La focalisation isoélectrique capillaire est une technique de base d’anticorps, ultrasensible, haut débit, ce qui permet une caractérisation détaillée de protéines et leurs isoformes de très petits échantillons biologiques. Ce qui suit décrit un protocole pour la détection et la quantification des protéines spécifiques et leurs isoformes de manière automatisée et robotisée.

Résumé

Immunoblotting est devenue une technique courante dans de nombreux laboratoires pour la caractérisation de protéines provenant d’échantillons biologiques. Le protocole suivant fournit une autre stratégie, capillaire isoélectrique en se concentrant (cIEF), avec de nombreux avantages comparé à conventionnel immunoblotting. Il s’agit d’une méthode axée sur les anticorps, automatisée, rapide et quantitative, dans lequel une procédure complète de transfert occidentale se déroule à l’intérieur d’un tube capillaire ultramince. Cette technique ne nécessite un gel de transférer à une membrane, décapage des taches, ni aux rayons x des films qui sont habituellement requis pour immunoblotting classique. Ici, les protéines sont séparées selon leur charge (point isoélectrique ; pI), à l’aide de moins d’un microlitre (400 nL) de lysat de protéine total. Après électrophorèse, les protéines sont immobilisés sur la paroi des capillaires de traitement par la lumière ultraviolette, suivie de primaire et secondaire (peroxydase de raifort (HRP) conjuguée) amélioré d’incubation d’anticorps, dont liaison détectée par le biais chimiluminescence (ECL), générant un signal lumineux qui peut être capturé et enregistré par une caméra à dispositif à couplage de charge (CCD).

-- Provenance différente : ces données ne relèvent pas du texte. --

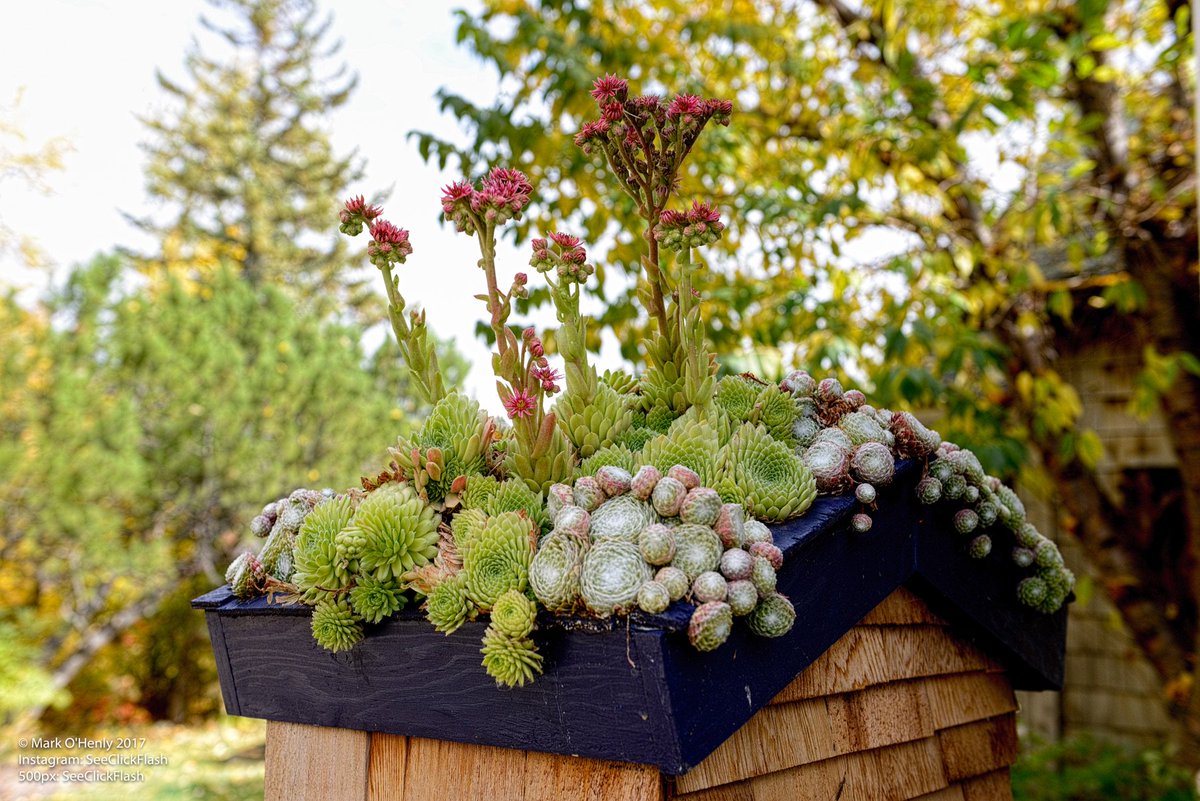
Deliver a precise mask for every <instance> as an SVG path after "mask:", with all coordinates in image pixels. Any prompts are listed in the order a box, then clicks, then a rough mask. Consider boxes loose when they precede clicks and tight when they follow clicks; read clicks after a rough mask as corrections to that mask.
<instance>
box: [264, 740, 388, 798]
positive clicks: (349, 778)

L’image numérique peut être analysé et quantifié (aire du PIC) à l’aide de logiciels. Cette procédure de haut débit peut gérer 96 échantillons à la fois. est très sensible, avec détection de protéines dans la gamme picogramme ; et produit des résultats hautement reproductible en raison de l’automatisation. Tous ces aspects sont extrêmement précieuses lorsque la quantité d’échantillons (par exemple, des échantillons de tissus et biopsies) est un facteur limitant. La technique a des applications plus larges, y compris le dépistage des drogues ou des anticorps, découverte de biomarqueurs et des fins de diagnostic.

Introduction

Isoélectrofocalisation capillaire (cIEF) est un test immunologique automatisé, axée sur les capillaires qui résout des protéines sur la base de leurs frais1,2,3. Il est hautement reproductible et capable de résoudre les protéines et leurs isoformes modifiées post-traductionnellement rapidement et quantitativement. Il présente une alternative aux méthodes classiques comme le western blot. Alors que le western blot est très bon pour confirmer la présence de protéines abondantes dans les échantillons facilement accessibles ; variabilité, consommation de temps et dosage précis tous présents défis, en particulier lors de l’examen des échantillons de tissus biologiques. En effet, la variabilité est un problème inhérent à éponger occidental, qu’il y a nombreuses étapes, telles que le chargement et fonctionnement des gels SDS-PAGE, transfert des protéines sur membrane, incubation avec différents réactifs (e.g., primaire et secondaire anticorps, ECL) et le développement sur x-ray film4. Actuellement, la technique western blot s’améliore avec la mise en œuvre de l’enregistrement numérique des signaux par chimiluminescence (Western digital). Récemment, un système automatisé de transfert western a été développé, à savoir le capillaire Ouest, qui est un système plus les mains libres et sans gel. Le test complet est automatique après le chargement d’une plaque d’échantillon (échantillons avec tous les réactifs nécessaires) dans le système3,4. L’instrument se produira toutes les étapes telles que la séparation de protéines, immobilisation des protéines sur la paroi capillaire, des incubations anticorps, lave entre les différentes étapes, de développement et quantification des signaux par chimiluminescence. Ainsi, la procédure de cIEF présentée ici fournit plus haut résolution et sensibilité.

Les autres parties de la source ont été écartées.